The substitution method involves replacing a variable or term in an equation with another expression. This helps to simplify complex equations and make them easier to solve. In the given exercise, we used the substitution method by letting \( x = \sqrt{p} \). This allowed us to convert the original equation into a quadratic equation: \[ x^2 - 2x - 8 = 0 \]. We made this substitution based on the identity that \( p = x^2 \). Once we solve for \( x \) using the quadratic formula or other means, we substitute back to find the original variable, \( p \). This manipulation highlights the effectiveness of substitution in simplifying equations and making them more manageable.

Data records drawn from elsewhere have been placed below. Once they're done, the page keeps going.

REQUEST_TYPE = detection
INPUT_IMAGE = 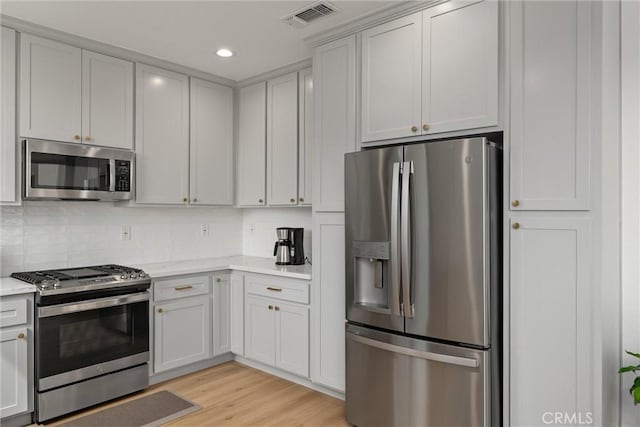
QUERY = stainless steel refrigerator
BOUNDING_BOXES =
[345,138,502,427]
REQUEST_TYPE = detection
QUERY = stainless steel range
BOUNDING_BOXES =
[11,265,151,422]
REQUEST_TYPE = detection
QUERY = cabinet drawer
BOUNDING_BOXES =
[153,276,211,301]
[0,298,27,328]
[245,276,309,304]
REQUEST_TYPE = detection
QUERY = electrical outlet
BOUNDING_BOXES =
[120,225,131,240]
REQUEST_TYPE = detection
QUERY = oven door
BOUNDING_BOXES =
[24,139,133,201]
[36,291,149,391]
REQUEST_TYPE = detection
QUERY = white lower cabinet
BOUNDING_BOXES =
[244,276,309,377]
[0,294,33,418]
[212,275,231,356]
[154,295,211,373]
[508,219,596,426]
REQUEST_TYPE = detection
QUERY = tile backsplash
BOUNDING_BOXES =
[0,201,311,276]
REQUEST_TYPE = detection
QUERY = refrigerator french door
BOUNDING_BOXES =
[345,138,501,426]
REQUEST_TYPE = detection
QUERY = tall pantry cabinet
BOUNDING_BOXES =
[311,35,356,392]
[505,0,596,426]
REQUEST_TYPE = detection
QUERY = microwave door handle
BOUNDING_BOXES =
[109,159,116,193]
[400,162,414,319]
[390,162,402,316]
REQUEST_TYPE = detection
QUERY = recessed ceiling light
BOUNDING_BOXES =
[216,48,233,58]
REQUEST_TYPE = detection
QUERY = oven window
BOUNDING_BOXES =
[37,301,149,378]
[31,152,110,191]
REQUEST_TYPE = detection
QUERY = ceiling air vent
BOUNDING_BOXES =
[280,1,338,28]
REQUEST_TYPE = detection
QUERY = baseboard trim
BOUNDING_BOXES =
[149,353,233,385]
[234,355,344,400]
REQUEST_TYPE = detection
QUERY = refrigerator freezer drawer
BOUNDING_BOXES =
[346,325,492,427]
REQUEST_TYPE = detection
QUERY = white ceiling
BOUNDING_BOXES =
[0,0,399,81]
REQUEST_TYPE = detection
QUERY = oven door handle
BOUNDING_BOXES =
[38,292,150,317]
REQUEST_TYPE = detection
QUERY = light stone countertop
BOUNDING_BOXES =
[0,277,38,297]
[133,255,311,280]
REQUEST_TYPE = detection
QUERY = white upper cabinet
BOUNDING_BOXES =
[189,77,233,205]
[20,33,133,149]
[298,68,313,205]
[136,64,189,204]
[20,33,82,142]
[0,27,20,203]
[237,82,267,206]
[82,50,133,150]
[360,0,499,142]
[509,0,592,210]
[422,0,499,133]
[267,72,298,206]
[313,36,356,212]
[361,13,422,141]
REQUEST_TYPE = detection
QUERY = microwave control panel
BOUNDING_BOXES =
[116,160,131,191]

After solving an equation, it is crucial to verify that the solutions obtained are correct. This process is called checking solutions. For our given exercise, once we determined that \( p = 16 \) by solving the quadratic equation and discarding inconsistent results, we substituted this value back into the original equation: \[ p - 2 \sqrt{p} = 8 \]. Substituting \( p = 16 \) results in: \[ 16 - 2 \times 4 = 8 \]. Since both sides of the equation are equal, the solution \( p = 16 \) is verified as correct. Always make sure to check the solutions to rule out extraneous or incorrect answers, especially in problems involving square roots or other non-linear terms.